Jack: I did. I still do. Only because I fucking love your pussy, so I’m always going to want to do business with it, to it, for it, and in it.
Michelle: I have unfinished business with your fabulous cock.
Jack: Now you’ve done it again. Why do you torture me like this?
Michelle: It’s only torture if I’m going to leave you blue-balled.
Jack: Well, what’s your plan, beautiful? Because my dick is hard, and I have no intention of jacking off in my office, and I have two more hours of work to get through.
I waited, and waited, and waited. But no reply came.
“Fuck it,” I muttered, because it was time to focus.
I tossed the phone on my desk. I needed to take care of a few thorny issues with suppliers before the weekend, but all I wanted was to rid my body and mind of the residual tension from the day.
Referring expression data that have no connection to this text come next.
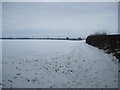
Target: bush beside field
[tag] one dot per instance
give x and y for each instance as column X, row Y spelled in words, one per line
column 109, row 43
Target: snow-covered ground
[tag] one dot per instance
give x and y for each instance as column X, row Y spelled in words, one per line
column 0, row 64
column 57, row 64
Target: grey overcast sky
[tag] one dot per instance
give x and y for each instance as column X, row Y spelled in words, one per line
column 58, row 19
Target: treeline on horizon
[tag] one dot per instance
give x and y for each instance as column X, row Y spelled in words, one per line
column 49, row 38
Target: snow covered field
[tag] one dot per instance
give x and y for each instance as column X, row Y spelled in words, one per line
column 57, row 64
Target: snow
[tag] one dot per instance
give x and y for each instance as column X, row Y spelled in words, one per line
column 0, row 64
column 57, row 64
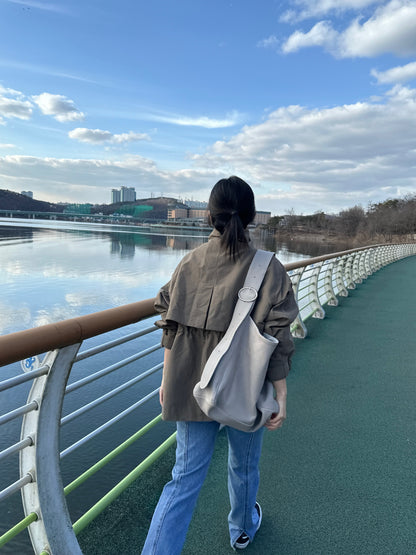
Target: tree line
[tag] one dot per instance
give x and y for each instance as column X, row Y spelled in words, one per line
column 388, row 219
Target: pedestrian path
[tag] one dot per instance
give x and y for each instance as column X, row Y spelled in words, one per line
column 340, row 476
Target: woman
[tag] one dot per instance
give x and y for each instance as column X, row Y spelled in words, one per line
column 196, row 307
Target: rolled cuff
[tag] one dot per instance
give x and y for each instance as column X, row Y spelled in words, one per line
column 168, row 338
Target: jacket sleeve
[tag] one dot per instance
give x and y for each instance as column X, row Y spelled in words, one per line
column 168, row 327
column 281, row 315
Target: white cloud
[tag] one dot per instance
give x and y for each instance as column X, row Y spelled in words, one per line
column 270, row 42
column 391, row 29
column 45, row 6
column 58, row 106
column 318, row 8
column 79, row 180
column 98, row 136
column 309, row 159
column 318, row 157
column 399, row 74
column 201, row 121
column 321, row 34
column 14, row 108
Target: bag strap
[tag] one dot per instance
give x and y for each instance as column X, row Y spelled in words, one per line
column 249, row 292
column 246, row 298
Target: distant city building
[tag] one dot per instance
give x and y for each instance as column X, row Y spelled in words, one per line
column 115, row 196
column 128, row 194
column 198, row 213
column 177, row 213
column 196, row 204
column 262, row 217
column 125, row 194
column 78, row 208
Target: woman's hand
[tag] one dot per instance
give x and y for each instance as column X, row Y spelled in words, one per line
column 165, row 363
column 276, row 420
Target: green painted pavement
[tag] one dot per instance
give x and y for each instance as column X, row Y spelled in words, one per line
column 340, row 477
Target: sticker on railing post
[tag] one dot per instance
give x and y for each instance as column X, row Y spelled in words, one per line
column 28, row 364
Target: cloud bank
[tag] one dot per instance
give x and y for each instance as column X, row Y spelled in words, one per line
column 98, row 136
column 390, row 29
column 330, row 158
column 58, row 106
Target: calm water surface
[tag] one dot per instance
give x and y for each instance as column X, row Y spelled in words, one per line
column 50, row 271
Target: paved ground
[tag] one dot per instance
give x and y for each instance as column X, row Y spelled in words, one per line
column 340, row 477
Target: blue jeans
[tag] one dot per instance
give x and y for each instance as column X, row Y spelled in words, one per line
column 195, row 445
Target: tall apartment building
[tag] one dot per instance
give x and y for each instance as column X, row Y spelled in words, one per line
column 115, row 196
column 128, row 194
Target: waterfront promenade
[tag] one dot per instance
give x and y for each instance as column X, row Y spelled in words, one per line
column 339, row 478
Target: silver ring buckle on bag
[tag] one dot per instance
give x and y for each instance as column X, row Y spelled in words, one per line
column 247, row 294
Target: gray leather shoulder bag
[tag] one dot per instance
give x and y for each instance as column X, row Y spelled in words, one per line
column 233, row 389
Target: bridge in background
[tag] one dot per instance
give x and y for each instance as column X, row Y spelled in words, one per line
column 338, row 478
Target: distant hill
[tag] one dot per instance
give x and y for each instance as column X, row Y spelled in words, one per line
column 15, row 201
column 157, row 204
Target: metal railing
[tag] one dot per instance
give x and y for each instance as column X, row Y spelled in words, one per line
column 317, row 282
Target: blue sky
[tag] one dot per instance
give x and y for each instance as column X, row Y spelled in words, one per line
column 313, row 102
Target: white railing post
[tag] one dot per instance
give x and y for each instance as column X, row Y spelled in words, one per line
column 348, row 272
column 298, row 328
column 317, row 309
column 331, row 297
column 52, row 531
column 339, row 277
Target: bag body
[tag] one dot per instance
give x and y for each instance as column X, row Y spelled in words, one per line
column 233, row 389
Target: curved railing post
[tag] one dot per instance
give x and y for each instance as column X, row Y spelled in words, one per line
column 331, row 297
column 317, row 309
column 298, row 327
column 52, row 532
column 339, row 277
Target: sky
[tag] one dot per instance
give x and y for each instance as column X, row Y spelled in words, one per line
column 312, row 102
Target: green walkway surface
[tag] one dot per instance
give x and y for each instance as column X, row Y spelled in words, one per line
column 340, row 476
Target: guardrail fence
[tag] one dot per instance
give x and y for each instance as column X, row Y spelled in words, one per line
column 317, row 282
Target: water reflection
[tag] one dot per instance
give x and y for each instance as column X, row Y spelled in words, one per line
column 124, row 244
column 53, row 274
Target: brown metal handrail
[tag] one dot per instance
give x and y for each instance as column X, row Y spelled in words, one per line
column 22, row 344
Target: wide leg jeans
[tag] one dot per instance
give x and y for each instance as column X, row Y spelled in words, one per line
column 195, row 446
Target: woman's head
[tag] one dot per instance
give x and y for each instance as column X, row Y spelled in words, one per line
column 231, row 208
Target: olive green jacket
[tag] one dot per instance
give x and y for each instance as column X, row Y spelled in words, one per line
column 196, row 307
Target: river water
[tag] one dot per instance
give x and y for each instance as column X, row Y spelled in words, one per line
column 50, row 271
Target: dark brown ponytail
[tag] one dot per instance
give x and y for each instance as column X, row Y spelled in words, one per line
column 231, row 206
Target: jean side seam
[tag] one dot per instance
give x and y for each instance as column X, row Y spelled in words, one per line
column 177, row 484
column 249, row 450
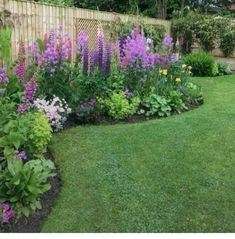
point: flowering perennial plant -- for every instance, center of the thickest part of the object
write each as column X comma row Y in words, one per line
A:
column 3, row 76
column 56, row 110
column 7, row 212
column 22, row 155
column 20, row 68
column 136, row 52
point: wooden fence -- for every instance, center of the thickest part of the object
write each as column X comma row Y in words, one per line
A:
column 34, row 20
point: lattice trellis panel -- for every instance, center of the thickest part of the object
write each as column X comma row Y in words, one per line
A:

The meeting with Team Eden combined with the time at the therapist’s, in addition to all those jumbled feelings of fuck-uppery with Aubrey had me on edge.
And Michelle was nowhere to be seen to take that edge off.
I’d just fired up the computer screen when my office phone beeped with the receptionist. I stabbed the answer button. “Hey, Christine. How are you?”
“Good afternoon, Mr. Sullivan. There is someone here for you with a delivery from the library. She wants me to send her back,” the receptionist said, lowering her voice.
“The library?”
“She said you ordered some books for personal delivery,” Christine said, sounding thoroughly flummoxed. I was too. Until some neuron fired and I had the sneaking suspicion the edge was about to come off.
“Send her back,” I said, and then hung up as my cell phone rattled once more.
Michelle: I hope it’s not work that involves other people.
Jack: Why not?
Michelle: Because I wouldn’t want them to see what I’m about to do to you.